I tried this problems a couple times, with the first attempt only working on sorted strings ie aabbcceedfg that is O(n) .

I then realized I could use a HashSet . This solution's time complexuty is O(n) as well, but uses two Java library classes such as StringBuffer and HashSet , making its space complexity not that great.

public static String duplicate(String s) {
    HashSet<Character> dup = new HashSet<Character>();
    StringBuffer string = new StringBuffer();

    for(int i = 0; i < s.length() - 1; i++) {
        if(!dup.contains(s.charAt(i))){
            dup.add(s.charAt(i));
            string.append(s.charAt(i));
        }
    }
    return string.toString();
}

I was wondering - is this solution optimal and valid for a technical interview? If it's not the most optimal, what is the better method?

I did Google a lot for the most optimal solution to this problem, however, most solutions used too many Java-specific libraries that are totally not valid in an interview context.

Answer 1

You can't improve on the complexity but you can optimize the code while keeping the same complexity.

1. Use a BitSet instead of a HashSet (or even just a boolean[] ) - there are only 65536 different characters, which fits in 8Kb. Each bit means "whether you have seen the character before".
2. Set the StringBuffer to a specified size - a very minor improvement
3. Bugfix: your for-loop ended at i < s.length() - 1 but it should end at i < s.length() , else it will ignore the last character of the string.

-

public static String duplicate(String s) {
    BitSet bits = new BitSet();
    StringBuffer string = new StringBuffer(s.length());

    for (int i = 0; i < s.length(); i++) {
        if (!bits.get(s.charAt(i))) {
            bits.set(s.charAt(i));
            string.append(s.charAt(i));
        }
    }
    return string.toString();
}

Answer 2

When using sets/maps, don't forget that almost all methods return values.

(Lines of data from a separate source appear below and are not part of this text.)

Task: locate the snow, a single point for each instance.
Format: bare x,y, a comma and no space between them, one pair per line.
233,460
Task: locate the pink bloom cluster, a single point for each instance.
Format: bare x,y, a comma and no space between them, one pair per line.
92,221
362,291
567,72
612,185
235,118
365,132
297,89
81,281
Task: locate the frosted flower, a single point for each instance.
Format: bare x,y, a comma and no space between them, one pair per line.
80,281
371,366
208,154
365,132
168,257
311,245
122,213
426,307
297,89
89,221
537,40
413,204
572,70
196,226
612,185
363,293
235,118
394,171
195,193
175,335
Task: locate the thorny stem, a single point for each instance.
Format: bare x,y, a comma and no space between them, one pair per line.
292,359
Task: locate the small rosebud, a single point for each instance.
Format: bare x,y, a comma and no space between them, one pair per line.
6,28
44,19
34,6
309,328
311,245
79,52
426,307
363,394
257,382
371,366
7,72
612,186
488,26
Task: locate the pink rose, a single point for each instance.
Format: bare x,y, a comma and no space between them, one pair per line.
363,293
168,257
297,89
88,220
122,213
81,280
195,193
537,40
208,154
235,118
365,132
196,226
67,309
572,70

For example, Set.add returns whether it was actually added. Set.remove returns whether it was actually removed. Map.put and Map.remove return the previous value. Using this you don't need to query the set twice, just change to if(dup.add(s.charAt(i))) ... .

The second improvement from the performance point of view could be to dump the String into char[] array and process it manually without any StringBuffer/StringBuilder :

public static String duplicate(String s) {
    HashSet<Character> dup = new HashSet<Character>();
    char[] chars = s.toCharArray();

    int i=0;
    for(char ch : chars) {
        if(dup.add(ch))
            chars[i++] = ch;
    }
    return new String(chars, 0, i);
}

Note that we are writing result in the same array which we are iterating. This works as resulting position never exceeds iterating position.

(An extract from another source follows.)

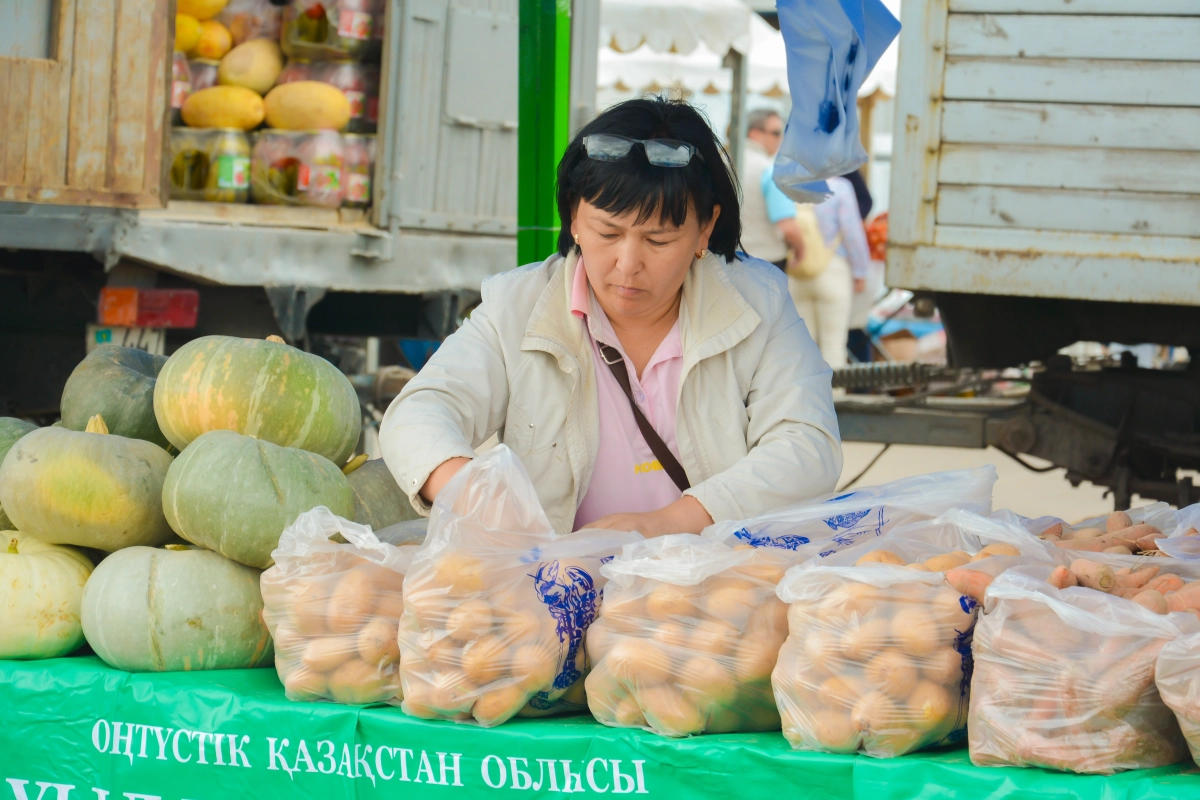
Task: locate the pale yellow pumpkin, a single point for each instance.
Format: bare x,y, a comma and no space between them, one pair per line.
41,591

Of course using BitSet as suggested by @ErwinBolwidt would be even more performant in this case:

public static String duplicate(String s) {
    BitSet dup = new BitSet();
    char[] chars = s.toCharArray();

    int i=0;
    for(char ch : chars) {
        if(!dup.get(ch)) {
            dup.set(ch, true);
            chars[i++] = ch;
        }
    }
    return new String(chars, 0, i);
}

Finally just for completeness there's Java-8 Stream API solution which is slower, but probably more expressive:

public static String duplicateStream(String s) {
    return s.codePoints().distinct()
            .collect(StringBuilder::new, StringBuilder::appendCodePoint,
                    StringBuilder::append).toString();
}

Note that processing code points is better than processing chars as your method will work fine even for Unicode surrogate pairs.

Answer 3

If it's a really long string your algorithm will spend most of it's time just throwing away characters.

Another approach that could be faster with long strings (like book-long) is to simple go through the alphabet, looking for the first occurrence of each character and store the index at which is found. Once all characters have been found create the new string based on where it was found.

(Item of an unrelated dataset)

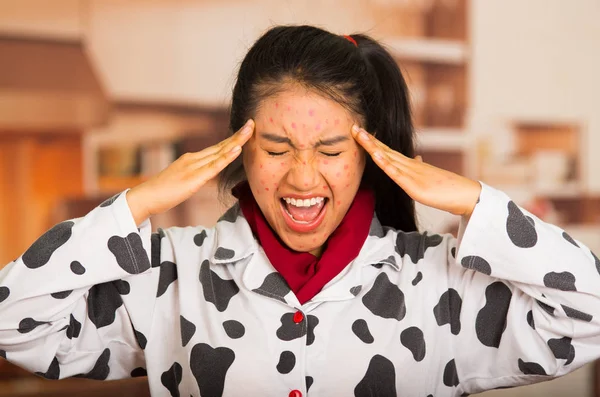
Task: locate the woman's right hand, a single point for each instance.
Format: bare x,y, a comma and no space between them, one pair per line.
185,176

package se.wederbrand.stackoverflow.alphabet;

import java.util.HashMap;
import java.util.Map;

public class Finder {
    public static void main(String[] args) {
        String target = "some really long string"; // like millions of characters
        HashMap<Integer, Character> found = new HashMap<Integer, Character>(25);

        for (Character c = 'a'; c <= 'z'; c++) {
            int foundAt = target.indexOf(c);
            if (foundAt != -1) {
                found.put(foundAt, c);
            }
        }

        StringBuffer result = new StringBuffer();
        for (Map.Entry<Integer, Character> entry : found.entrySet()) {
            result.append(entry.getValue());
        }

        System.out.println(result.toString());
    }
}

Note that on strings where at least one character is missing this will be slow.